Я оставляю девочку отдыхать и набираться сил, возвращаюсь к сыну.
— Папа…
Он еще не знает, что может вить из меня веревки. Ради счастья этого парня я готов на все, поэтому сейчас мы играем, смотрим мультики и подпеваем Львенку и Черепахе, которые греются на пляже. «Я на солнышке сижу, на солнышко гляжу». Заметил, что моя девочка включает сыну старые советские мультики.
— Может это и старье, зато красиво и музыкально. Тёме нравится.
Она отдает свидетельство о рождении.
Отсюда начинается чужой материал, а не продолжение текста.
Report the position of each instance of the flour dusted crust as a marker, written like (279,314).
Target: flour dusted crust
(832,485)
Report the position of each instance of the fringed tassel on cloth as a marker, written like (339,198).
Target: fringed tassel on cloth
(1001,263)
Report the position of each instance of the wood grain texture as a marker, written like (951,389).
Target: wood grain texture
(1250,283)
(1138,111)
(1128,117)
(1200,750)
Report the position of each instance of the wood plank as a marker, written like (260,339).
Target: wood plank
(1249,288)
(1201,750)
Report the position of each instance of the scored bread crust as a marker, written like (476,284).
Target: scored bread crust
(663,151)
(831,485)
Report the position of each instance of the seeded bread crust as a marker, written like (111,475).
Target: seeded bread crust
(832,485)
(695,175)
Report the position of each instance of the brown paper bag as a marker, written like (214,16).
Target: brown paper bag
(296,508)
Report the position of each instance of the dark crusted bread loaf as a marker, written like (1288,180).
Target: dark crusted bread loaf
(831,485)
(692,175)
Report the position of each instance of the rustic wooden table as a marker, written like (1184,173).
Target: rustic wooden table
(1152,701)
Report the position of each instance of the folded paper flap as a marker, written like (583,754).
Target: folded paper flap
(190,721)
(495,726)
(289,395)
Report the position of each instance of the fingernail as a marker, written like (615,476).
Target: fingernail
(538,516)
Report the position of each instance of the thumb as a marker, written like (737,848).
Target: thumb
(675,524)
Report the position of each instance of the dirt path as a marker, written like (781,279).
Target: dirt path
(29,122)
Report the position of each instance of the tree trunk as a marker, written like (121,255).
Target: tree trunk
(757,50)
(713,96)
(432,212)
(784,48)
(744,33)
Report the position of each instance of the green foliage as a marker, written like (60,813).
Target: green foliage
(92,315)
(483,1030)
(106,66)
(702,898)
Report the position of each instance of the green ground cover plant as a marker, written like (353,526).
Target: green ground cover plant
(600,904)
Иза исполняет все, что обещала, мне даже не приходится об этом напоминать. Теперь я смогу официально стать отцом своего сына, Бессонова Артема Денисовича. Маленький шажок вперед. А дальше…
— В холодильнике цыпленок табака и гречка. Поешь сам. В комнате Тёмы удобный диван. Пока он спит — отдохни.
Я был в шоке. Несколько слов — как нокдаун, свалили с ног. Первое проявление заботы, сказанное спокойно и даже с улыбкой. Семья… долгий путь, я иду по нему шаг за шагом. Сегодня Иза сделала крошечный шаг навстречу. Заметила она это или нет — неважно. Пока Артем смотрит мультик, я закрываю глаза и гоняю эту фразу, поставленную на репит.
Не люблю гречку, но ем, ведь ее приготовила моя девочка. Цыпленок табака понравился. Сто лет не ел домашней еды. Точнее — никогда не ел еду, приготовленную любимой женщиной. Сегодня это произошло впервые.
Вечером, перед ужином, Иза выходит из своей комнаты. Заспанная, взъерошенная и такая домашняя, скрывается в ванной.